Su quattro colonne si possono vedere scolpite, in abiti daci, quattro persone. Proseguendo c’è via Labicana, una delle strade romane più antiche. A destra, si trova la Basilica di San Clemente, iniziata agli inizi del XII secolo, dedicata al III Papa, Clemente. La costruzione è a tre navate, a tre livelli, si può osservare il cortile interno dove è situato un sacello pagano, oltre ad esso la casa in cui nacque San Clemente trasformata nel IV secolo in chiesa con il nome di Basilica Inferiore e, nel secolo XII, fu costruita la Basilica Superiore. Ci dirigiamo verso Piazza San Giovanni in Laterano ove possiamo osservare l’Obelisco più alto di Roma e del mondo (32 metri d’altezza), trasportato dall’Egitto ai tempi di Costantino il Grande. Sull’obelisco è scritto in lingua latina: Costantino il Grande fu battezzato da papa Silvestro.
Alla sinistra della piazza, si vede la costruzione con la Scala Santa, composta da 28 gradini; secondo la tradizione fu portata dalla Terra Santa dall’Imperatrice Elena. Gesù salì lungo questa scale per raggiungere il luogo ove fu giudicato da Ponzio Pilato, prima di essere crocifisso.
La cattedrale di San Giovanni in Laterano è dedicata a San Giovanni Battista ed a San Giovanni Evangelista.
Si possono ammirare le 15 statue dei Santi e dei Dottori della Chiesa; il tempio è composta da cinque navate interne. Lungo la navata centrale, si osservano 12 statue con i 12 Apostoli, sopra di loro vi sono cornici ovali con i profeti, essa è opera di Michelangelo, Valadier e da altri artisti.

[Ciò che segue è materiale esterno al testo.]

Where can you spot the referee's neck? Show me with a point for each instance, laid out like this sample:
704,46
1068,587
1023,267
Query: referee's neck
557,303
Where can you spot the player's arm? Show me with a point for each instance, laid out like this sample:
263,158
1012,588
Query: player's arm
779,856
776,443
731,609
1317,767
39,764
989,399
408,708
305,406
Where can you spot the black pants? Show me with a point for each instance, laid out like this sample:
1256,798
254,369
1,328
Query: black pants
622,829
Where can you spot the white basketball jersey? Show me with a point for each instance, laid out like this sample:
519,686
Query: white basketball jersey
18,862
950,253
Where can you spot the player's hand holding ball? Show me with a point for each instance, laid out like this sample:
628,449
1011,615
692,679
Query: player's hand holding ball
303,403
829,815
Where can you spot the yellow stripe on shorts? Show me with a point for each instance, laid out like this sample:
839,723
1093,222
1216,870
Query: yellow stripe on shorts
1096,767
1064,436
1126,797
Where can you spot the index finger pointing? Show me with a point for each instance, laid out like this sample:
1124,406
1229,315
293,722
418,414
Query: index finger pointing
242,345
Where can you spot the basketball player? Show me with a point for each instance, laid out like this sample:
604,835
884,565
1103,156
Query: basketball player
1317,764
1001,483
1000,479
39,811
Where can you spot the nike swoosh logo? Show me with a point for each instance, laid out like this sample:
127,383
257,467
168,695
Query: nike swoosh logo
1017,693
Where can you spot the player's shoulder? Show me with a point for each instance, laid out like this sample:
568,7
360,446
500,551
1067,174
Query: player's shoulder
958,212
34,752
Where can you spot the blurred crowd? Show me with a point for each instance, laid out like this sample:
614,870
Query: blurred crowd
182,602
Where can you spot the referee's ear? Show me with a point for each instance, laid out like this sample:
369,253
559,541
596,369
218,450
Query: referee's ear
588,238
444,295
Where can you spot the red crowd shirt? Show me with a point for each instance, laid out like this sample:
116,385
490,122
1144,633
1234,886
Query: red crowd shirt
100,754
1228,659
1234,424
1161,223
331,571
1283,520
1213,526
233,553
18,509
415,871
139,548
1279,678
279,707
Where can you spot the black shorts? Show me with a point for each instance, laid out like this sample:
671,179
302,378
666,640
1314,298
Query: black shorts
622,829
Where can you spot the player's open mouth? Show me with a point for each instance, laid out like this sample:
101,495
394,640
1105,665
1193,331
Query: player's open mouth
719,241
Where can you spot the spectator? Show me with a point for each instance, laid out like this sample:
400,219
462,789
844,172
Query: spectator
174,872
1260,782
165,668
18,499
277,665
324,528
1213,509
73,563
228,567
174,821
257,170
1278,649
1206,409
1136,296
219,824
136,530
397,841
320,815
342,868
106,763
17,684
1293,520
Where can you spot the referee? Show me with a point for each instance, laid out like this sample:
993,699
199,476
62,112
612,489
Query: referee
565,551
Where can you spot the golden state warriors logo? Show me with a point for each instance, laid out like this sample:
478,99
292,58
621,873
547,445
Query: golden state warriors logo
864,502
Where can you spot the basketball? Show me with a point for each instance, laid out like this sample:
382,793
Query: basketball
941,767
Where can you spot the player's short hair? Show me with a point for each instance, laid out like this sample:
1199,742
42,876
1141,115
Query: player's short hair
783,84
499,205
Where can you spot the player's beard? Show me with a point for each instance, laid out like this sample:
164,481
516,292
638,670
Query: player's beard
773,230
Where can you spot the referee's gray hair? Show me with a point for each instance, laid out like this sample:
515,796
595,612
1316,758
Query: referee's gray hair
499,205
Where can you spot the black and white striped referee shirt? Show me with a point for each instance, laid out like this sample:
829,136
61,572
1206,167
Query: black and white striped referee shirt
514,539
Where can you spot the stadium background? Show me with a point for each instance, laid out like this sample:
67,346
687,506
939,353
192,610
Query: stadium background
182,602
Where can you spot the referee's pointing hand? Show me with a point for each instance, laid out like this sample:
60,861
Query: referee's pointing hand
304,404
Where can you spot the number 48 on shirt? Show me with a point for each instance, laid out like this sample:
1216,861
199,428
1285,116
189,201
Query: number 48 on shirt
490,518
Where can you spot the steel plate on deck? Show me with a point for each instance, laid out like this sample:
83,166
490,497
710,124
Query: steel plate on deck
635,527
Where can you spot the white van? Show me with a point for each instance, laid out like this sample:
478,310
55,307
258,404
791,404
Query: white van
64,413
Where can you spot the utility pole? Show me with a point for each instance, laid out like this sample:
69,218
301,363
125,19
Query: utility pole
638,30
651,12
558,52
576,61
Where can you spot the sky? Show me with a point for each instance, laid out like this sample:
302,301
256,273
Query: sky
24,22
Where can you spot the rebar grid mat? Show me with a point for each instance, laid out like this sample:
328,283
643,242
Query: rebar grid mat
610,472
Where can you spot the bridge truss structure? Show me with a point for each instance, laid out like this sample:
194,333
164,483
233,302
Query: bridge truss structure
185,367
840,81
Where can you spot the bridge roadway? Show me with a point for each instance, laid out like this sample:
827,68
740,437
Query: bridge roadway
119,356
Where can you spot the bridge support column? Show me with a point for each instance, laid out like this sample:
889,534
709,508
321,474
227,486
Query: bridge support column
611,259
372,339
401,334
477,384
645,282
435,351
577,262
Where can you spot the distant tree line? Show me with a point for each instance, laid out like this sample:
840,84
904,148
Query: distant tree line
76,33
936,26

Essa fu restaurata in varie riprese. Viene considerata la cattedrale di Roma, il cui vescovo è ora papa Benedetto XVI; è perciò la madre di tutte le chiese del mondo. Il chiostro, opera importante, è circondato da 12 colonne più piccole di marmo. Sono opera della famiglia Vassalletto, rinomati artisti romani dall’inizio del XIII secolo. Esso è il più grande di Roma, ogni lato, misura 36 metri. Nella parte inferiore, c’erano molte pietre scolpite con iscrizioni cristiane, fatte al tempo della Chiesa dei primi secoli.
Si crede che Costantin Brâncoveanu si sia ispirato nelle sue opere dall’architettura del chiostro. Il pellegrinaggio si è concluso con il Servizio religioso, celebrato in rito latino cui hanno partecipato i cappellani dei gruppi nazionali presenti. Impressionante è stato il modo in cui esso è stato organizzato, utilissime le spiegazioni date dalla guida. I partecipanti del nostro gruppo cristiano sono stati simpatici e soddisfatti dall’organizzazione di padre Serafim. In chiesa due persone del nostro gruppo hanno letto, durante la Santa Messa, le letture.